Monostructural Recovery

In most workouts not considered to be a “sprint” the monostructural output is typically dictated by how efficient we are with our “steady-slow motor”. The other factors that allow for greater output are usually mechanical advantages (height or limb length) and are out of our control. The more we work on improving our long, slow, aerobic system the faster our body can adapt and adjust to external stressors like a multitude of exercises. We are essentially teaching our body to deliver energy more effectively while moving.

There are two ways to take advantage of this during a workout. First, cut the transition time down and immediately start running or get on the machine and start moving. Moving at a slow speed is still more progress than not moving at all. Our bodies should do a pretty decent job a governing the pace we need to move to be able to recover to some degree simultaneously. Second, for those with more experience, also cut out the transition time and get to work. But this time, our cadance/stroke rate/RPMs is much more the focus. There is a sweet spot in endurance sports where the speed in which we cycle our legs plays a large role in flushing waste, reducing cramping, and delivering oxygen. This cycle rate is typically on the faster side with more turnover than we may like while we’re tired. This just means that in order to keep that cycle rate, we’ll need to have a lesser power output, which is okay!

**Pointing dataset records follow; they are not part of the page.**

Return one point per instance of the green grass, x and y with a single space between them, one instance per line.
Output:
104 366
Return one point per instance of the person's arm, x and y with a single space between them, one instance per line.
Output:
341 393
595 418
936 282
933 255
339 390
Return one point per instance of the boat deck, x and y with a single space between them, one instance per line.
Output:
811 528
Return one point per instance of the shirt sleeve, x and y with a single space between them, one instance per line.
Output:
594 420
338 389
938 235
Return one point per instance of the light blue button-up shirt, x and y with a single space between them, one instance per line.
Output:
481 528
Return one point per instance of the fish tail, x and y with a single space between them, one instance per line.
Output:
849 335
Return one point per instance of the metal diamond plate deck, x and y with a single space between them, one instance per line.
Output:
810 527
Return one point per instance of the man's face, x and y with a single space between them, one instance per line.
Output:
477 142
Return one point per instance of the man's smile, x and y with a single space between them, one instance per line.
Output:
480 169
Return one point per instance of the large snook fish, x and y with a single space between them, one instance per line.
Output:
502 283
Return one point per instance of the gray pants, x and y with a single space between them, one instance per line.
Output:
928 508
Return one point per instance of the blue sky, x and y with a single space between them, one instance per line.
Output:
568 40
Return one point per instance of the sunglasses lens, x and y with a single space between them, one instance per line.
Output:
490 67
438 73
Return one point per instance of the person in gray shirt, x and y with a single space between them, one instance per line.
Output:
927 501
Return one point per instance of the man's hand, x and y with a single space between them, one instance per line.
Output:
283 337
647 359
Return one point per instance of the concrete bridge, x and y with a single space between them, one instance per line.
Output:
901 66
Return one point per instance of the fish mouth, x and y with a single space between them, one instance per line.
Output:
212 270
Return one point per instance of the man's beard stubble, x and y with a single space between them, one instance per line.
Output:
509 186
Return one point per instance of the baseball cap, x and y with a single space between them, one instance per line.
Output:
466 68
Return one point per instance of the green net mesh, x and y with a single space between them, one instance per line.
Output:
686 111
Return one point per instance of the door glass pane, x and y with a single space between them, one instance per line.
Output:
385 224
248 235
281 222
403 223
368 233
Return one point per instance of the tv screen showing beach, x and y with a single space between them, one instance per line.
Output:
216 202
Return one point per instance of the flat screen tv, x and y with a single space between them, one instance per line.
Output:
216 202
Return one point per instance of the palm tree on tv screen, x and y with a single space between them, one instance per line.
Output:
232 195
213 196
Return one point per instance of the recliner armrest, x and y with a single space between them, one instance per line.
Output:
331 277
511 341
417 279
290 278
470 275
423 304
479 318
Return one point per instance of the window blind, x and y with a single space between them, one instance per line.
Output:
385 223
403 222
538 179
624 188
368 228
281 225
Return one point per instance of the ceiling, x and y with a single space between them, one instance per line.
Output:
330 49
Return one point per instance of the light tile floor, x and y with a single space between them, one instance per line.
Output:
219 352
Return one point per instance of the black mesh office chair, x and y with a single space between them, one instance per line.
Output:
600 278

For example on a C2 Bike, no matter how tired we are, if we can jump on during a workout and keep 80+ RPMs, we’ll likely be working and recovering to some degree. We might have to have the damper setting on 1 to hold 80+, but that’s not a problem. Same rules apply on a Rower and even Running. We might be forced to take shorter more frequent steps, but it will help bring your heart rate down and keep us moving ahead of others who decided to wait and rest.

 

Next time we are planning out how to approach a training piece, consider how our transitions will affect the flow of our workout. Play with different styles to see if we favor some over others. We need to understand that there is a place and time for each, so practice putting each in play.